India faces no rice shortage this year. But its stockpiles of wheat are down and in January New Delhi announced a ban on all rice exports except its high quality basmati, reducing export subsidies even on quality grain. India is the world’s second largest rice producer after China and a significant exporter for over 20 years, accounting for 12 to 15 percent of world trade. But acreage planted to rice has stagnated, output has turned flat and yields continue to be low with wide regional variations. If recent production trends are any indication, in the next couple of years India, with its rapidly increasing population — soon to be the world’s largest at more than 1.4 billion — will drop out of the world export market. Meanwhile, wheat imports that started again in 2006 now look to become a permanent feature of the Indian economy along with edible oils and legumes. It looks like rice too will join this list soon along with corn as another candidate for large imports. But the global price spike following large-scale diversion for ethanol has made imports a new burden on the Indian economy.

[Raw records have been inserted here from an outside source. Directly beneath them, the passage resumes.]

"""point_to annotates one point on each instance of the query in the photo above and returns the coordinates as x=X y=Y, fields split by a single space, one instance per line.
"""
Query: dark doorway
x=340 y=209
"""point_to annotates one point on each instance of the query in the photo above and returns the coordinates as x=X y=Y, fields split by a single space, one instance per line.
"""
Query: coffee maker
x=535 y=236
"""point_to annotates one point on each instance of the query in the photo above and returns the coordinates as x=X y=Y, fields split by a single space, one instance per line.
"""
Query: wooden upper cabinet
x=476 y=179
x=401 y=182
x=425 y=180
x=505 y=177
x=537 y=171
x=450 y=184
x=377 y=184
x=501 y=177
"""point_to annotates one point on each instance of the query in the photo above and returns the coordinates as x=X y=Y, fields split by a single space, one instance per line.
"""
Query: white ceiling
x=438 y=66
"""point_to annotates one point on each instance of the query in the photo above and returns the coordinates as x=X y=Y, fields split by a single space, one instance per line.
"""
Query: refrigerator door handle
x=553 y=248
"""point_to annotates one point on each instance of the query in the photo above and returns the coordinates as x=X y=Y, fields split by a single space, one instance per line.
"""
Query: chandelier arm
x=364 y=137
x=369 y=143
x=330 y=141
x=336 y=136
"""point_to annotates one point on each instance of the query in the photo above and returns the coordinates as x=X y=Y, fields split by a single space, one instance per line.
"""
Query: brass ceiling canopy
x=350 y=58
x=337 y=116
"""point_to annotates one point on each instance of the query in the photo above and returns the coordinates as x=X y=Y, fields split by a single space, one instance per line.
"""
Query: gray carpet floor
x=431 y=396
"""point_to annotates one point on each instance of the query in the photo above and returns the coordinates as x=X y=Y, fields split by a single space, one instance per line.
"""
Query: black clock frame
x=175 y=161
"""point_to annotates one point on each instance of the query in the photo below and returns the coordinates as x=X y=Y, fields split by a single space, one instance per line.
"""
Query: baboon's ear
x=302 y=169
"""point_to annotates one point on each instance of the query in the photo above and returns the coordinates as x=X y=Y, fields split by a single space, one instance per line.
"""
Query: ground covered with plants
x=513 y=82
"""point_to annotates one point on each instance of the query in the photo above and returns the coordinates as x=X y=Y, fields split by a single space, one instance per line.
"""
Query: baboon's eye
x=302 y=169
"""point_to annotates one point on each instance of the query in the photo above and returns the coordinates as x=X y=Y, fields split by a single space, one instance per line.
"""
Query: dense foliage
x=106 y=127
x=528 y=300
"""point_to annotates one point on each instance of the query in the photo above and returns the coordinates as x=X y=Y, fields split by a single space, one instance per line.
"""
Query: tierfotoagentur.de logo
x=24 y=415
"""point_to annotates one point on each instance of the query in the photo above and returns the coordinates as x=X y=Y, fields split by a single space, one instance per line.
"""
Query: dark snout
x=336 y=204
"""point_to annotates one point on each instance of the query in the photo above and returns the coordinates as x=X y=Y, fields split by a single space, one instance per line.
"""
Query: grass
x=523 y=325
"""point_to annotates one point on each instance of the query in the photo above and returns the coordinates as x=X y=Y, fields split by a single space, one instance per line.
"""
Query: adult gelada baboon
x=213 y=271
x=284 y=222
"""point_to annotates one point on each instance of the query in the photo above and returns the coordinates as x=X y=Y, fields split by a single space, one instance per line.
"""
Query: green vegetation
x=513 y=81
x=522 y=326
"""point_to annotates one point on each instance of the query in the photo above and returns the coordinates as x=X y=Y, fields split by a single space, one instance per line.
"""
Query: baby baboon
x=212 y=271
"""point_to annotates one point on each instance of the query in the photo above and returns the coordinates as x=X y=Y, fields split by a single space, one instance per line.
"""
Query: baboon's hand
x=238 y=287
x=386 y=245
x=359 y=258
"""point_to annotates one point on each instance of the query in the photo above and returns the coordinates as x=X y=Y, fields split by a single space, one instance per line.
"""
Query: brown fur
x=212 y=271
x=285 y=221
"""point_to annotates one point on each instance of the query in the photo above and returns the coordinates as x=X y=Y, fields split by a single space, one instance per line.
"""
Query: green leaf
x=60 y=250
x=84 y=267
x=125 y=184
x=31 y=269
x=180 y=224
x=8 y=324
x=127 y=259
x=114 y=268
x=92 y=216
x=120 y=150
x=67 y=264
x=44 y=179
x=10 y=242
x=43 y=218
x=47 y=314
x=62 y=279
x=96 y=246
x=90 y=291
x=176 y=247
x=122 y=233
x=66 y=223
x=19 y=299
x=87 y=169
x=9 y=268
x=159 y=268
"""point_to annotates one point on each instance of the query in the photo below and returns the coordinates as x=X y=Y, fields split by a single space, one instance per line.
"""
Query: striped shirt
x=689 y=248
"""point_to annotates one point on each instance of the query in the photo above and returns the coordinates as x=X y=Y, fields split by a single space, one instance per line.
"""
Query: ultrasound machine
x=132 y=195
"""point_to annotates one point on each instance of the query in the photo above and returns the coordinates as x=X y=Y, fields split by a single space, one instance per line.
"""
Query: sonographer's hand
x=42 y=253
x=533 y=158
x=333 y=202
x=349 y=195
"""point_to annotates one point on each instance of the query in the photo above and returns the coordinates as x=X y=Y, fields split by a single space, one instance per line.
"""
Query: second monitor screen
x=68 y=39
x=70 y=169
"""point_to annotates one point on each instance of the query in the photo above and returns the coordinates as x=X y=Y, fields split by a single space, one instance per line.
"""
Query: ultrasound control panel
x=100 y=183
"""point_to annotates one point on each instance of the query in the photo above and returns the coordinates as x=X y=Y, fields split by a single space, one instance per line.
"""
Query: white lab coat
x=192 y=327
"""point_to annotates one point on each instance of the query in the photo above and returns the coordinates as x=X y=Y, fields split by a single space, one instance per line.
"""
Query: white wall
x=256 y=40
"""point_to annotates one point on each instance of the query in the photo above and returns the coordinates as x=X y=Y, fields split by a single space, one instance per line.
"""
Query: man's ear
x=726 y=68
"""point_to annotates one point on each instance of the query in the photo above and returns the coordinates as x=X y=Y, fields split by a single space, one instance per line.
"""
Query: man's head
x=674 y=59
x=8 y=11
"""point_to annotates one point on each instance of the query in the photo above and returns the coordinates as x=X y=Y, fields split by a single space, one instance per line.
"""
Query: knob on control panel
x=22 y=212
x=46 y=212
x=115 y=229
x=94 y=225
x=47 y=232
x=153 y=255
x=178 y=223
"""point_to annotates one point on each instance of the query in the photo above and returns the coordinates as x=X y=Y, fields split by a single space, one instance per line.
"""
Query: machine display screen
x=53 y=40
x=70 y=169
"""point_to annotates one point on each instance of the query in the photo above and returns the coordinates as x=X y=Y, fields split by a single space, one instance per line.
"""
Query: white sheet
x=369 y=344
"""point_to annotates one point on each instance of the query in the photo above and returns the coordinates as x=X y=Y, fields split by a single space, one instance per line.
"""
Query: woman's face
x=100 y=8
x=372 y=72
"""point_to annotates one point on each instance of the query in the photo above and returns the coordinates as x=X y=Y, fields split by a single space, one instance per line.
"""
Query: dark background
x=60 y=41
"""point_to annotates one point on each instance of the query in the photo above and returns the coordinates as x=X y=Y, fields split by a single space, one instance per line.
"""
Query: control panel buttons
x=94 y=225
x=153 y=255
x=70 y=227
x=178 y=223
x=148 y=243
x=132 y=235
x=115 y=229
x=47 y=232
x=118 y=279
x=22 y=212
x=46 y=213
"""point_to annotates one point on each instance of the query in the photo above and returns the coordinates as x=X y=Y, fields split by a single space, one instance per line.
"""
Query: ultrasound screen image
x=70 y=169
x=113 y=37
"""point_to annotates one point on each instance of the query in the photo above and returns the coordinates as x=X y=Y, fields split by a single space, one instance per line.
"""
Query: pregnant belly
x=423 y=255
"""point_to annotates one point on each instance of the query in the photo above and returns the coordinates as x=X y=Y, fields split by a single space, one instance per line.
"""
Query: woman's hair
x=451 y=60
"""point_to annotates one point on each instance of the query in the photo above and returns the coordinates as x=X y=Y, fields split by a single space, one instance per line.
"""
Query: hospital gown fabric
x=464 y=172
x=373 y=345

Both Vietnam and Cambodia, major exporters, followed India’s lead in March by ordering an increase in stockpiles. Vietnam has been hit by a virus called tungro and infestations of the brown plant-hopper insect. Farmers are complaining that despite a 50 percent increase in price of rice in the last three months, prices have doubled for fertilizer, insecticides and labor. Furthermore, to curb rising food costs and inflation, Hanoi has cut rice exports by a million tons this year.
Only in Japan, where government policy is to discourage rice production because of a diet change to more bread and bulging government-subsidized stocks, prices have been falling in recent months. Rice production has been declining on an area reduced by 20 percent since 1994-1995. But last fall the government bought a quarter of a million tons for its stockpile behind highly protected tariffs and quotas even though the levels are based on minimum access obligations for imported rice under the GATT agreement.
Although the United States produces less than 2 percent of the world's rice, it is a major exporter, accounting for 10-12 percent of the annual volume of global rice trade. Latest U.S. Department of Agriculture estimates of exports for 2007/08 were raised by a million tons. The stronger forecast lowered the stocks forecast by 4 percent to the lowest since 1980/81. Despite domestic rice prices being at their highest since 1980/81, U.S. acreage for rice due to seed supply issues in 2007-08 declined. Record yields helped offset some of the drop in planting area. But rice remains one of the more expensive crops to plant, and even more so with rising fuel and fertilizer costs. Once the new federal farm bill is implemented, this could influence U.S. acreage planted in 2009.
“There is less land, less water and less labor available for rice growing across Asia,” said Duncan Macintosh, director of the International Rice Research Institute in Manila. “Agricultural labor in countries like Thailand is increasingly shifting to industrial sectors. And rice is the most labor- and water-intensive crop.”